4. Some Issues in English Segmentation
Here are a few reasons why breaking an English text stream into meaningful semantic units is difficult. It of utmost importance to keep in mind that the traditional notion of a space-delimited "word" is often not a useful unit.
For a search engine to be effective, the most important units that must be identified are lexemes (also called lexical units), which can be roughly defined as basic semantic units of vocabulary. Some lexemes, like run, can have several variants (inflected forms) like ran and running. Others, which we will refer to as multi-word lexemes, can consist of several traditional words, e.g. information retrieval.
- Space-Delimited Compound Words
"Take off your jacket!"
This is an instance of a verbal compound, a single lexeme, take off. An intelligent search engine should identify it as a single unit, and not break it up. The status of take off as a lexeme in English is equivalent to single-word lexemes like remove and take.
- Compound Verbs with Inserted Elements
"Take your jacket off!"
"Send that letter off before he comes"
Here, there are words inserted between the verb and off, so that even an intelligent segmenter that can do (1) will fail to identify the lexemes take off and send off.
An intelligent segmenter must be able to identify inflected forms like went, took and took off and determine their stem or root form. This is referred to as stemming or sometimes deinflecting.

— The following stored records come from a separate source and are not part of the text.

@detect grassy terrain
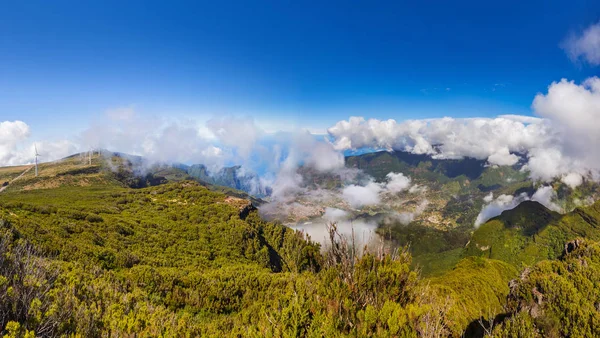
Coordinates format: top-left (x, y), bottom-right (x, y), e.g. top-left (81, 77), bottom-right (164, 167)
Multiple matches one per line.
top-left (0, 156), bottom-right (544, 337)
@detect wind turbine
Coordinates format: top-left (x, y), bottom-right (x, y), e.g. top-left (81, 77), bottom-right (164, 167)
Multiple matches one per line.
top-left (33, 143), bottom-right (40, 176)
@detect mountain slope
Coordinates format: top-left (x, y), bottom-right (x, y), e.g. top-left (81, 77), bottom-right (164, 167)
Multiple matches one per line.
top-left (465, 201), bottom-right (600, 267)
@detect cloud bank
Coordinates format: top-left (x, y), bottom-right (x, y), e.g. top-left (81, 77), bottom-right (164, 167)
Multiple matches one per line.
top-left (328, 77), bottom-right (600, 187)
top-left (475, 185), bottom-right (564, 228)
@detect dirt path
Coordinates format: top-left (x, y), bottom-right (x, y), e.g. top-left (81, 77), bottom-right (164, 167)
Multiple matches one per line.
top-left (0, 165), bottom-right (35, 192)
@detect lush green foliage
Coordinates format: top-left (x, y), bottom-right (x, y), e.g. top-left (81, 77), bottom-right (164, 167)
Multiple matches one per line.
top-left (493, 240), bottom-right (600, 337)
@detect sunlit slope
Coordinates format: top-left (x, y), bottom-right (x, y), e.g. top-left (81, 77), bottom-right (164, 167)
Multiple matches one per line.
top-left (465, 201), bottom-right (600, 267)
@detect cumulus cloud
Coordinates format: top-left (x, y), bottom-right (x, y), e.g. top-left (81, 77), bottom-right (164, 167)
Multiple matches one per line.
top-left (561, 173), bottom-right (583, 189)
top-left (328, 117), bottom-right (547, 163)
top-left (475, 193), bottom-right (529, 228)
top-left (342, 181), bottom-right (383, 208)
top-left (385, 172), bottom-right (411, 193)
top-left (531, 185), bottom-right (563, 212)
top-left (0, 121), bottom-right (77, 166)
top-left (562, 22), bottom-right (600, 66)
top-left (328, 77), bottom-right (600, 183)
top-left (342, 172), bottom-right (411, 208)
top-left (475, 185), bottom-right (563, 228)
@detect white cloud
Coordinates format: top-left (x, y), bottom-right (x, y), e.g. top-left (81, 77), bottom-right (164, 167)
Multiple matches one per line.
top-left (328, 77), bottom-right (600, 186)
top-left (488, 148), bottom-right (519, 165)
top-left (562, 22), bottom-right (600, 66)
top-left (342, 181), bottom-right (383, 208)
top-left (323, 208), bottom-right (350, 222)
top-left (475, 185), bottom-right (563, 228)
top-left (385, 172), bottom-right (411, 193)
top-left (561, 173), bottom-right (583, 189)
top-left (483, 192), bottom-right (494, 203)
top-left (475, 193), bottom-right (529, 228)
top-left (0, 121), bottom-right (77, 166)
top-left (531, 185), bottom-right (563, 212)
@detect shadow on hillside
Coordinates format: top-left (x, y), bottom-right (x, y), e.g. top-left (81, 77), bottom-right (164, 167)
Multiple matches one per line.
top-left (463, 313), bottom-right (509, 338)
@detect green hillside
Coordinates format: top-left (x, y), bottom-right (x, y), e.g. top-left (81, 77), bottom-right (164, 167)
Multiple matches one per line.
top-left (465, 201), bottom-right (600, 268)
top-left (0, 155), bottom-right (536, 337)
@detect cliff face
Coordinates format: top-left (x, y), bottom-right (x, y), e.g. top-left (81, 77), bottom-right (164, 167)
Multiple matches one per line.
top-left (224, 196), bottom-right (256, 220)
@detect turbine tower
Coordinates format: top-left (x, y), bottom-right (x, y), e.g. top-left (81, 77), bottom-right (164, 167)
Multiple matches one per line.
top-left (33, 143), bottom-right (40, 176)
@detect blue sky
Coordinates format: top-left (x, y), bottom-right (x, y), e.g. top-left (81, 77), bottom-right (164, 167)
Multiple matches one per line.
top-left (0, 1), bottom-right (600, 135)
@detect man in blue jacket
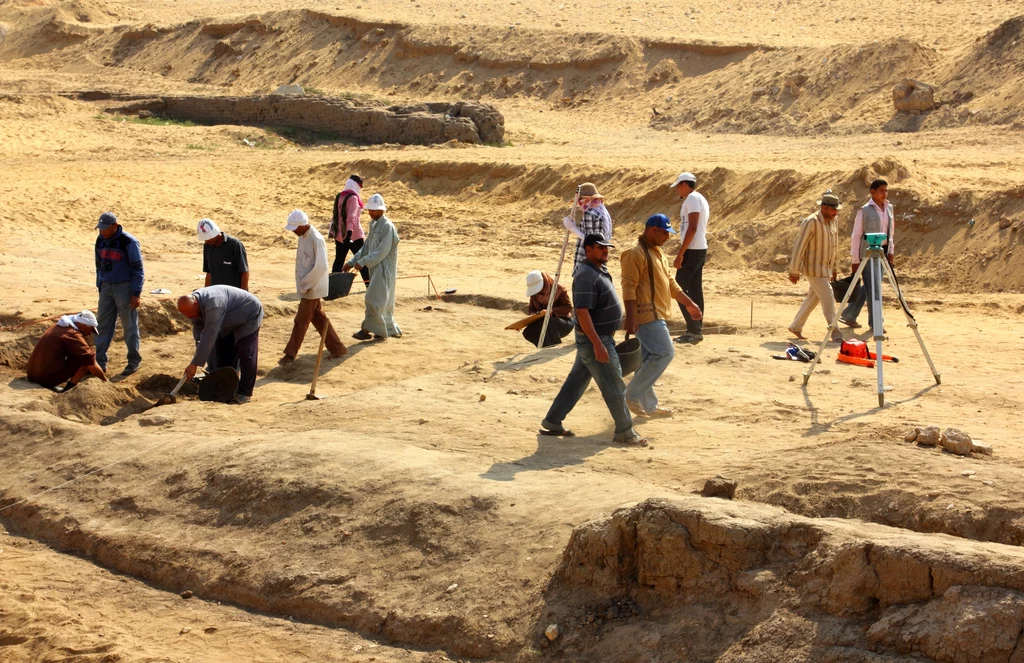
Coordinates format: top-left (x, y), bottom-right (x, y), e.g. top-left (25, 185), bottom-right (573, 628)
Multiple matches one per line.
top-left (96, 212), bottom-right (145, 375)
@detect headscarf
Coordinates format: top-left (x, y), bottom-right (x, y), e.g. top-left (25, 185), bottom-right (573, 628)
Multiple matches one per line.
top-left (57, 310), bottom-right (99, 329)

Combining the above three problems, a sophisticated segmenter should be able to identify take off in the sentence below:
"He took his shirt off yesterday"
Take the following as an example:
- word processor
A compound word often first appears in English as free forms in juxtaposition, like (1) above. As it becomes established ("petrified"), forms such as (1) are considered to be noun phrases and begin to appear in glossaries and terminology dictionaries. As they further evolve they become "real" words (become lexicalized) and they make their way into ordinary dictionaries and the layperson's vocabulary.
Some compounds go through a stage of hyphenation, like (2), and then eventually may become solid, like (3). Some lexemes, like school bus and high school, always remain open.

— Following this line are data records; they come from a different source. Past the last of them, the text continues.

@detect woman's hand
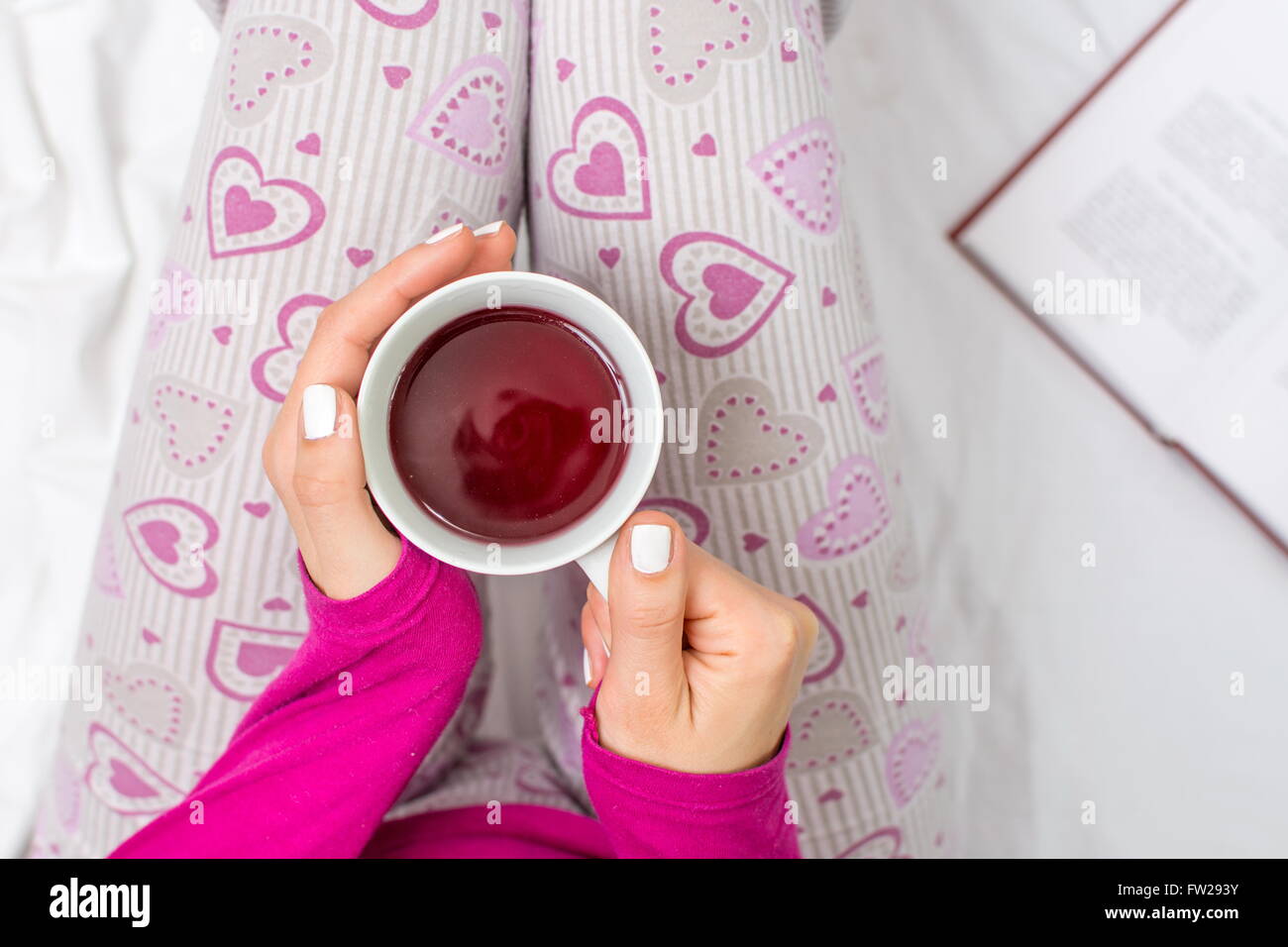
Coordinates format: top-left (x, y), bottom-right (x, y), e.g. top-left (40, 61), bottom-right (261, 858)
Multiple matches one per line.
top-left (263, 223), bottom-right (514, 599)
top-left (581, 511), bottom-right (818, 773)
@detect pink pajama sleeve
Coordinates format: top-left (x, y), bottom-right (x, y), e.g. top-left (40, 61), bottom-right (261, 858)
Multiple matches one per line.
top-left (113, 540), bottom-right (799, 858)
top-left (113, 540), bottom-right (482, 858)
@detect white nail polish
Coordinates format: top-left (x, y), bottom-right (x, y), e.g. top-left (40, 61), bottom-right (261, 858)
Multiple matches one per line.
top-left (425, 224), bottom-right (465, 244)
top-left (631, 523), bottom-right (671, 574)
top-left (300, 385), bottom-right (335, 441)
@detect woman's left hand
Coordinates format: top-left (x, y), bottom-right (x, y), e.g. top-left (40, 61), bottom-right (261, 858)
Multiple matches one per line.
top-left (263, 226), bottom-right (515, 599)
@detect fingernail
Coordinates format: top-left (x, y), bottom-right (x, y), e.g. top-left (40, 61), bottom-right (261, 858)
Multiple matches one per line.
top-left (301, 385), bottom-right (335, 441)
top-left (425, 224), bottom-right (465, 244)
top-left (631, 523), bottom-right (671, 574)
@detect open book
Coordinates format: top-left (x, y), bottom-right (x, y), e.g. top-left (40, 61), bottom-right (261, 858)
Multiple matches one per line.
top-left (950, 0), bottom-right (1288, 552)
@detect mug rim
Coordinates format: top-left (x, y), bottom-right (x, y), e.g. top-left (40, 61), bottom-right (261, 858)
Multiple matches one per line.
top-left (357, 270), bottom-right (662, 575)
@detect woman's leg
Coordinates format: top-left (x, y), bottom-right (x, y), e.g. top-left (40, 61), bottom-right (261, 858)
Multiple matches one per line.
top-left (35, 0), bottom-right (528, 856)
top-left (528, 0), bottom-right (947, 857)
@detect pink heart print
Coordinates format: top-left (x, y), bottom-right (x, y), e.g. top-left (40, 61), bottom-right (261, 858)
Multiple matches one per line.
top-left (206, 620), bottom-right (305, 701)
top-left (149, 374), bottom-right (246, 478)
top-left (220, 16), bottom-right (335, 129)
top-left (837, 826), bottom-right (912, 858)
top-left (793, 0), bottom-right (832, 91)
top-left (639, 496), bottom-right (711, 546)
top-left (638, 0), bottom-right (769, 104)
top-left (407, 55), bottom-right (514, 175)
top-left (85, 723), bottom-right (184, 815)
top-left (143, 261), bottom-right (196, 352)
top-left (103, 665), bottom-right (192, 745)
top-left (121, 497), bottom-right (219, 598)
top-left (357, 0), bottom-right (438, 30)
top-left (382, 65), bottom-right (411, 89)
top-left (787, 690), bottom-right (877, 773)
top-left (796, 592), bottom-right (845, 684)
top-left (546, 95), bottom-right (653, 220)
top-left (747, 119), bottom-right (841, 237)
top-left (94, 519), bottom-right (125, 598)
top-left (344, 246), bottom-right (376, 266)
top-left (842, 343), bottom-right (890, 434)
top-left (885, 717), bottom-right (939, 809)
top-left (658, 231), bottom-right (796, 359)
top-left (250, 292), bottom-right (331, 402)
top-left (206, 146), bottom-right (326, 259)
top-left (796, 455), bottom-right (893, 559)
top-left (695, 377), bottom-right (823, 487)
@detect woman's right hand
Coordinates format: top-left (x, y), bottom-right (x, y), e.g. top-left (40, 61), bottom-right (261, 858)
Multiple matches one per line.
top-left (263, 222), bottom-right (515, 599)
top-left (581, 511), bottom-right (818, 773)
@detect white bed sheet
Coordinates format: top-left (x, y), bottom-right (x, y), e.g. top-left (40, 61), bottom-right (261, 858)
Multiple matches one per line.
top-left (0, 0), bottom-right (1288, 856)
top-left (0, 0), bottom-right (215, 854)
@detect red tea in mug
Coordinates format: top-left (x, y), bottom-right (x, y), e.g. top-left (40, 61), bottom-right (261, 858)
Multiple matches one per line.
top-left (389, 307), bottom-right (627, 543)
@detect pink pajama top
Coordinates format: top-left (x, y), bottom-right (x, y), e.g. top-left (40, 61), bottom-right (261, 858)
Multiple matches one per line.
top-left (111, 540), bottom-right (799, 858)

What is very important to understand is that the degree of solidity often has nothing to do with the status of a string as a lexeme. School bus is just as legitimate a lexeme as is headwaiter or word-processor. The presence or absence of spaces or hyphens, that is, the orthography, does not determine the lexemic status of a string.
- Proper Nouns
Proper Nouns, like AT&T and New York, must be treated as single units. Republic of China is just as legitimate a proper noun as China is, and there is not the slightest justification for treating them differently.
The description above is far from complete. Many more issues need to be investigated in depth in order to design an effective EMA that will significantly increase search and indexing accuracy.

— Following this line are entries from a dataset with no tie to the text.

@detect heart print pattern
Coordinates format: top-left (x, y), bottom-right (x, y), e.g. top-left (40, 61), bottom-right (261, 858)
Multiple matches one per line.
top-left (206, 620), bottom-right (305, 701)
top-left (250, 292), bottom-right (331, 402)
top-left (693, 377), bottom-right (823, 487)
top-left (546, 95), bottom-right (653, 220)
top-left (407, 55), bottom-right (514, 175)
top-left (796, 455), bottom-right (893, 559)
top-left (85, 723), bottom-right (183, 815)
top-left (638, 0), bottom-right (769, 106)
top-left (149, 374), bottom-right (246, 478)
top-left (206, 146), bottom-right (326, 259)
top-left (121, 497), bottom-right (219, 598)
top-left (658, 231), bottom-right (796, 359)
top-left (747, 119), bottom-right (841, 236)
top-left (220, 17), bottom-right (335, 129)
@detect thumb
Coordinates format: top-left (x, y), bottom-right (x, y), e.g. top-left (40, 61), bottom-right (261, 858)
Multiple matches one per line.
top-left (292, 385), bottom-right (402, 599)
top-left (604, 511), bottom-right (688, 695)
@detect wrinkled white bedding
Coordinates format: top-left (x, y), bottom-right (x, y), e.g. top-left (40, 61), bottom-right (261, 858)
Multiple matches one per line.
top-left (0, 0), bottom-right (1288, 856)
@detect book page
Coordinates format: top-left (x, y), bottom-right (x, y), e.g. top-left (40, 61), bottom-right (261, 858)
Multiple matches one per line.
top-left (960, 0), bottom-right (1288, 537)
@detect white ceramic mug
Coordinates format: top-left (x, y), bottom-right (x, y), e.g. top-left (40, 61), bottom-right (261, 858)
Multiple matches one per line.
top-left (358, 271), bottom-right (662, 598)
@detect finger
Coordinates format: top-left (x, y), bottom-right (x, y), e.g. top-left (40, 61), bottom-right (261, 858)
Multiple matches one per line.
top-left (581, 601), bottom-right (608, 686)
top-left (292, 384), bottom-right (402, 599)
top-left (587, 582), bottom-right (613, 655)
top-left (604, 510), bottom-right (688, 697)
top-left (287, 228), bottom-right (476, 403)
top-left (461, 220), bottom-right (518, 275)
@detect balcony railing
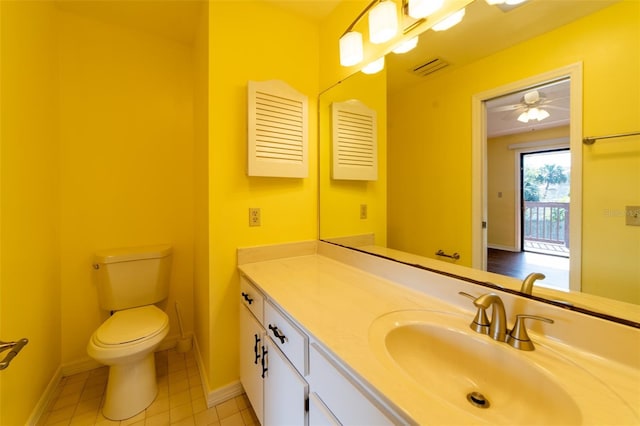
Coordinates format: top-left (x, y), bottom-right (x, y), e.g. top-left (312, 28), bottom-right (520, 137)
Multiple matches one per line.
top-left (523, 201), bottom-right (569, 248)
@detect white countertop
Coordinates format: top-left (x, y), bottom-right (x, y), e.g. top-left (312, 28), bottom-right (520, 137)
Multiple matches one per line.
top-left (239, 241), bottom-right (640, 424)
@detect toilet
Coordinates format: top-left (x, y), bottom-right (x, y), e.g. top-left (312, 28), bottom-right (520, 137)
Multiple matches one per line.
top-left (87, 245), bottom-right (171, 420)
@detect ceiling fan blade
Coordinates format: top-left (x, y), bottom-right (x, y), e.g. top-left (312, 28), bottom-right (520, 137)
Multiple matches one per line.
top-left (542, 104), bottom-right (569, 111)
top-left (489, 104), bottom-right (522, 112)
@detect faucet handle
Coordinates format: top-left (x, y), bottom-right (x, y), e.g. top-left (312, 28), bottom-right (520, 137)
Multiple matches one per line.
top-left (507, 315), bottom-right (553, 351)
top-left (458, 291), bottom-right (491, 334)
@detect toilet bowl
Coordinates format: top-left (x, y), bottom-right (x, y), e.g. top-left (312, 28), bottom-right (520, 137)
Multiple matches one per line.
top-left (87, 305), bottom-right (169, 420)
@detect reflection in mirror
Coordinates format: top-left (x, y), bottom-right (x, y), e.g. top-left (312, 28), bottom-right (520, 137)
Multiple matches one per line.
top-left (319, 1), bottom-right (640, 323)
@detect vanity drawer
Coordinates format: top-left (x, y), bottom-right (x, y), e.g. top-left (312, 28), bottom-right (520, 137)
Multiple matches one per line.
top-left (264, 302), bottom-right (309, 376)
top-left (240, 277), bottom-right (264, 324)
top-left (307, 343), bottom-right (396, 426)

What is important to keep in mind is that it is easy to get carried away by the simplicity of breaking on white space and hyphens. As the examples above demonstrate, this is a mistake, and sophisticated segmenters and search engines must not subscribe to this fallacy.
The sure way to identify multi-word lexemes accurately is a lexicon- based approach, which has proven its effectiveness in the Chinese and Japanese morphological analyzers used by major IT companies (for which we supplied the data) and other major portals. Methods based on statistical analysis (such as collocation-extraction algorithms, the mutual information statistic, and automatic phrase indexing) often give satisfactory results, but often also lead to erroneous results.